14. The method of claim 13, wherein said free Wnt protein is an intracellular Wnt protein.

15. A stably transfected recombination cell comprising an expression nucleic acid and a recombinase nucleic acid, wherein said expression nucleic acid comprises a protein encoding nucleic acid sequence and a recombination selection nucleic acid.

16. The stably transfected recombination cell of claim 15, wherein said expression nucleic acid further comprises a promoter nucleic acid sequence operably linked to said protein encoding nucleic acid sequence.

17. The stably transfected recombination cell of claim 15, wherein said protein encoding nucleic acid sequence is a Wnt protein encoding nucleic acid sequence.

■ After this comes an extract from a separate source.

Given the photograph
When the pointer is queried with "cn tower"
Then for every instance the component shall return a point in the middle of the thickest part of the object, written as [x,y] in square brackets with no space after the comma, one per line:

18. The stably transfected recombination cell of claim 17, wherein said Wnt protein encoding nucleic acid sequence is the sequence of SEQ ID:1, SEQ ID:2, SEQ ID:3, SEQ ID:4, SEQ ID:5, or SEQ ID:6.

19. An expression cell comprising a genome integrated expression nucleic acid, said genome integrated expression nucleic acid comprising a protein encoding nucleic acid sequence and a recombination selection nucleic acid.

20. The expression cell of claim 19, wherein said expression cell is derived from a stably transfected recombination cell.

21. The expression cell of claim 19, wherein said expression nucleic acid further comprises a promoter nucleic acid sequence operably linked to said protein encoding nucleic acid sequence.

22. The expression cell of claim 19, wherein said protein encoding nucleic acid sequence is a Wnt protein encoding nucleic acid sequence.

23. The expression cell of claim 22, wherein said Wnt protein encoding nucleic acid sequence is the sequence of SEQ ID:1, SEQ ID:2, SEQ ID:3, SEQ ID:4, SEQ ID:5, or SEQ ID:6.